Members of the community checking out their new irrigated perimeter

APAO visits Alumni Project in Sanhoui

Sanhoui is a small village located in northern Burkina Faso, a region of low rainfall, high erosion and the constant threat of poverty and famine. The residents of Sanhoui and the surrounding villages live like most Burkinabe – as subsistence farmers managing to produce and store just enough food each growing season to survive until the next year.  For them, producing a cash-crop, such as cotton that is grown in southwest Burkina Faso, is impossible in the arid, unforgiving climate where water is a scarce commodity. Until last October, the people of Sanhoui relied on a UNICEF-sponsored well dug several years ago for water. This hand-pumped well provided water for basic needs but lacked the capacity to serve as a crop irrigation system.  That’s where the Association of Beneficiaries of Cultural and Exchange Programs between the United States and Burkina Faso (ABPEC/US-BF), which consists of former Fulbright, Humphrey and International Visitor Leadership Program participants, stepped in to help.

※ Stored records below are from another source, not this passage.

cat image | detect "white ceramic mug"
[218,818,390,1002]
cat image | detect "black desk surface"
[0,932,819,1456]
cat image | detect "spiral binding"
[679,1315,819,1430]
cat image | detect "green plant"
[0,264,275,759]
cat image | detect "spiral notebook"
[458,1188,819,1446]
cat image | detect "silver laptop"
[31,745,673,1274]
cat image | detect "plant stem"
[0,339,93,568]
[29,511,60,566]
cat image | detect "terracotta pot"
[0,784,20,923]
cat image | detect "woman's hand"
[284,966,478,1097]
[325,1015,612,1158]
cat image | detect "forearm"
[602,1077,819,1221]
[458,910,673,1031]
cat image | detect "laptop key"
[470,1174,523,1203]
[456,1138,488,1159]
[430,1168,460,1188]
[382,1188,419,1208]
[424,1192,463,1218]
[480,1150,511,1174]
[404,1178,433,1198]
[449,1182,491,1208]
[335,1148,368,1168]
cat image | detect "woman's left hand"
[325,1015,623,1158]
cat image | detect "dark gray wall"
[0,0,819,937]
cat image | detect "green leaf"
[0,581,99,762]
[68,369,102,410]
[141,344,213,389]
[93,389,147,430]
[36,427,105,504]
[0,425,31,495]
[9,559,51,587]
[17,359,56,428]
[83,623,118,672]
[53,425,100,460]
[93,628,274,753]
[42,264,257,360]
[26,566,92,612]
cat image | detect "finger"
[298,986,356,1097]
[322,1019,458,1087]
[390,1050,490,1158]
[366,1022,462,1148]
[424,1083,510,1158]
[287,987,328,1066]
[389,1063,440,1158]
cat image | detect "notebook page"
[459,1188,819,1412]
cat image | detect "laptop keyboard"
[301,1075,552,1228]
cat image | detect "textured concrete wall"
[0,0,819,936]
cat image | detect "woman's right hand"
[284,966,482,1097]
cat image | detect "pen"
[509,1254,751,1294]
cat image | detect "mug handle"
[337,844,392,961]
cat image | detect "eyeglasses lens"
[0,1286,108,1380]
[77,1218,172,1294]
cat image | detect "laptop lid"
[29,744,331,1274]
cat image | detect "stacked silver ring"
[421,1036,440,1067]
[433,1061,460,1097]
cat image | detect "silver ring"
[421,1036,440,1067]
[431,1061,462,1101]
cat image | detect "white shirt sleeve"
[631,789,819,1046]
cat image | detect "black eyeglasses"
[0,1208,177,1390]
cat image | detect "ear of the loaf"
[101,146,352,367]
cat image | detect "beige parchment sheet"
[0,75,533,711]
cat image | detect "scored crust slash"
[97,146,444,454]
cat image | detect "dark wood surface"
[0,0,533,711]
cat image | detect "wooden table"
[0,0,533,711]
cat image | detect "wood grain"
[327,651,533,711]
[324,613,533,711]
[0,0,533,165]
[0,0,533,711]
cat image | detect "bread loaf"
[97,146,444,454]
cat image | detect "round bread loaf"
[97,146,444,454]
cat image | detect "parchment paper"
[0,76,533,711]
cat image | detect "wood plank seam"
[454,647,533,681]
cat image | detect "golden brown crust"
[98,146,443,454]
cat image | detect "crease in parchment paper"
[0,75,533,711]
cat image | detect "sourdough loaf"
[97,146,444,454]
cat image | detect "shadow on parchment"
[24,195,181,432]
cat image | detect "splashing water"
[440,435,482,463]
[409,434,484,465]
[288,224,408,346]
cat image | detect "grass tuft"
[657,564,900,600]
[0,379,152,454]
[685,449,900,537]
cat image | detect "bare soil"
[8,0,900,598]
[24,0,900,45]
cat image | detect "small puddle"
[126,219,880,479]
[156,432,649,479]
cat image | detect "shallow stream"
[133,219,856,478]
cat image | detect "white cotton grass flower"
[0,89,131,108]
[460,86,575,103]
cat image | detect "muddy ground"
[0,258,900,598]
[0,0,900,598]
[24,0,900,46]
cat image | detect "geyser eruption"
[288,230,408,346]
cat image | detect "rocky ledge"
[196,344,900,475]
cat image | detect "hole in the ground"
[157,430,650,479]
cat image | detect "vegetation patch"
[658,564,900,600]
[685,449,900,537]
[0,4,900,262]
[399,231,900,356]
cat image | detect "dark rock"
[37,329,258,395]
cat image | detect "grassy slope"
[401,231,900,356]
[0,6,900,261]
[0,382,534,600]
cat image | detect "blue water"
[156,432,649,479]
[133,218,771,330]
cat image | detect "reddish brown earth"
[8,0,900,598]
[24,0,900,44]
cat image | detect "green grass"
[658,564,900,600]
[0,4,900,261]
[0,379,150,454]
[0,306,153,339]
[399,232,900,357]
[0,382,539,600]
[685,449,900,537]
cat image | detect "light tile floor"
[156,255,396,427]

Championed by Dr. Mahama Ouedraogo, a former Fulbright Visiting Scholar fellow and agronomist, the group used an Alumni Project Grant from the Department of State to put in place a program that aims to help the local women in five villages around Sanhoui improve their farming techniques, specifically the off-season production of Bambara Groundnut, which is a traditional African food plant usually grown by female farmers that has the potential both to improve nutrition and boost food security.  And, more specifically for the citizens of Sanhoui, it’s also a valuable cash-crop with a ready market in many African countries, such as South Africa.  The women in Sanhoui have never before used an irrigation system activity. Previously, rice, millet, peanuts, and sorghum were grown locally, but only during the short rainy season (early May through October). 

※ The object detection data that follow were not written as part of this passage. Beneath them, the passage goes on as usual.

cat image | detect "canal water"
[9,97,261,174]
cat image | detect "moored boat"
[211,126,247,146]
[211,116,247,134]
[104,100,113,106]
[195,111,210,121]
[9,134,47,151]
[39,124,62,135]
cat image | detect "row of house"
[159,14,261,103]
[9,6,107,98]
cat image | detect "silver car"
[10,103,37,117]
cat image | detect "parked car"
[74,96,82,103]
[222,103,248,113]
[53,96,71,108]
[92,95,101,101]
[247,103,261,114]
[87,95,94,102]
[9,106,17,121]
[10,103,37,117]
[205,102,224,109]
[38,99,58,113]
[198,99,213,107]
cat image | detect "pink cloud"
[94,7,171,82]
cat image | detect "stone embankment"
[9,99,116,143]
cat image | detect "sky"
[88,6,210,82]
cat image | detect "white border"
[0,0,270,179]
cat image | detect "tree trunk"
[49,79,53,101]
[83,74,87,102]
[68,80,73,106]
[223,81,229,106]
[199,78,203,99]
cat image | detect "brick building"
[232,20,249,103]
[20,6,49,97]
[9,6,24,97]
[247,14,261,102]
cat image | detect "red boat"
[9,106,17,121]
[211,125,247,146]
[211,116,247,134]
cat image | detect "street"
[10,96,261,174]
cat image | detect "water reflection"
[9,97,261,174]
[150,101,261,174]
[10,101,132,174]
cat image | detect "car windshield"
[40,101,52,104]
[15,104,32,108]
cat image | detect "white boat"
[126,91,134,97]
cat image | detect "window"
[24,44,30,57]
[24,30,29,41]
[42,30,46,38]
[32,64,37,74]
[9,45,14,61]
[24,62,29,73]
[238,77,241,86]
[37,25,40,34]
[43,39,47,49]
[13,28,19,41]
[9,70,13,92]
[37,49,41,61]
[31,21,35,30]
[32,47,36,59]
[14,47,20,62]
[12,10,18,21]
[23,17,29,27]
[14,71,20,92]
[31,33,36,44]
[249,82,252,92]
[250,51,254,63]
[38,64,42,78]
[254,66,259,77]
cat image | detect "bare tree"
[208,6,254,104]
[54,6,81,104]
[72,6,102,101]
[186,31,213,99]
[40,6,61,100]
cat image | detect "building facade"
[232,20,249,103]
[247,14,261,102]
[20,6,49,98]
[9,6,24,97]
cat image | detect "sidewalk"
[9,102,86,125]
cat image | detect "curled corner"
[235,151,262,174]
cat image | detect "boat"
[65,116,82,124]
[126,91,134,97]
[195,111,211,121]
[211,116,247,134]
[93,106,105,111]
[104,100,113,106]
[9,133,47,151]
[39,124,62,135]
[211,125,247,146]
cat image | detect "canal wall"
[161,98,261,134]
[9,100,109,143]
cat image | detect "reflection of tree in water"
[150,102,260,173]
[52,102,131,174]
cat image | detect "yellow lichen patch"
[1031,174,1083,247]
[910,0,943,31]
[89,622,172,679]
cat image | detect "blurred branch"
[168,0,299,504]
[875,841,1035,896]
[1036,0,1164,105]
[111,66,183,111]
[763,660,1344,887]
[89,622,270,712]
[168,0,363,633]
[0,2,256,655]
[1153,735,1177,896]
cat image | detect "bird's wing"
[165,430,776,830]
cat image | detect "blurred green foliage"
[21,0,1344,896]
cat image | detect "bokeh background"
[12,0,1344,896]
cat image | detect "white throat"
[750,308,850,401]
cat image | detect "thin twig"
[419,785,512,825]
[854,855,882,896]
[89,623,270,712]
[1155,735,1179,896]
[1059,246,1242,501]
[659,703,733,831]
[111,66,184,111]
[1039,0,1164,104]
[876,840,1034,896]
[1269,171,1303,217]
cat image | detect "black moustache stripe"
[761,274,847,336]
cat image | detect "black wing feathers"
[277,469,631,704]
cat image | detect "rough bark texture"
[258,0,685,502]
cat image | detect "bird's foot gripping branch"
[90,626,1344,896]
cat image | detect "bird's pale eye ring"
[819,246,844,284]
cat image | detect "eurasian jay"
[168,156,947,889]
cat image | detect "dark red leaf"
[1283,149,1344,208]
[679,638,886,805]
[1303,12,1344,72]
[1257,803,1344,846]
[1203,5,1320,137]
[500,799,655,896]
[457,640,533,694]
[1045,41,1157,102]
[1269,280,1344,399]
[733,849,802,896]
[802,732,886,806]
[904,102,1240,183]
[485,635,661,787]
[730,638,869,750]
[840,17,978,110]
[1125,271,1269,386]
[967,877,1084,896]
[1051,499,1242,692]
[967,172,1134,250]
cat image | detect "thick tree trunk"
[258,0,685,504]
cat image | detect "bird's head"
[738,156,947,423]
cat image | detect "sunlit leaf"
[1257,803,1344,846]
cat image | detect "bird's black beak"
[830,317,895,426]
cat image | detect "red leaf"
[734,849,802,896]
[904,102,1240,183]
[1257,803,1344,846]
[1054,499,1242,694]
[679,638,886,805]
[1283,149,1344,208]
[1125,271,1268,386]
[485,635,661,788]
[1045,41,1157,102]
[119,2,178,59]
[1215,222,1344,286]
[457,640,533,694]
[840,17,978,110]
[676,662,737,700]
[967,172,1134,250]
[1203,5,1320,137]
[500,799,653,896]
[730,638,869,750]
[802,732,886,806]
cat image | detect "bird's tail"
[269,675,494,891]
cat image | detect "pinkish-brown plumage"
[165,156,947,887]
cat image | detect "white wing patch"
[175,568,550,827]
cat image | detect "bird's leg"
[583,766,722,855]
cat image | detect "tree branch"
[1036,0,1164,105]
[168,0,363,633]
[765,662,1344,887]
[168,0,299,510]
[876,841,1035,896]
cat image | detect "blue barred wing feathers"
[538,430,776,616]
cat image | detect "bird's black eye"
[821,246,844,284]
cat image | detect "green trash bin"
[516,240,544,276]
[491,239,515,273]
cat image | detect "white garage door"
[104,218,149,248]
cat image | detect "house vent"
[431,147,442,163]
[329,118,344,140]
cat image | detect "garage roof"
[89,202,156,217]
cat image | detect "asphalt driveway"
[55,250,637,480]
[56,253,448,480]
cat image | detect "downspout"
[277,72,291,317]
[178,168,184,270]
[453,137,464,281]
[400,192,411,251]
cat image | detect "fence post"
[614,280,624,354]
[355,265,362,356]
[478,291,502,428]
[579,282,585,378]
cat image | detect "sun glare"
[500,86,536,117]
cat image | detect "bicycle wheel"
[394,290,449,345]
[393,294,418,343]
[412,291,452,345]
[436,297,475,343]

Development of the project consisted of two phases – construction of a solar-powered pump and elevated storage tank to increase water supply and flow from the existing well, and instruction to the local women farmers on establishing and maintaining irrigated fields for the groundnuts and vegetables.  The program focused on production during the dry season, which lasts for eight months in Burkina Faso.  The classes and setting up of the six irrigated plots were conducted during November and December 2011, the pump and tower were installed in early January 2012, and planting, with seeds provided by the alumni association, began at the same time.  As part of the program, the women also will travel to Ouahigouya, a city in northern Burkina Faso, to learn from a women’s agriculture association that has used irrigation as a way to boost their incomes and fight food insecurity.

Although the first harvest will not be until late April, the project has already yielded much more than a cash crop with which to raise money, it has created a community of women from five villages united by a single goal.  Together, they have taken ownership of the project, determining the layout of the one-hectare pilot project area, developing a rotating schedule of watering dates and coming up with new ideas for refining the irrigation system.  Additionally, each household volunteered to pay CFA250 (about 50 cents) to maintain the pump when the manufacturer’s one-year warranty expires.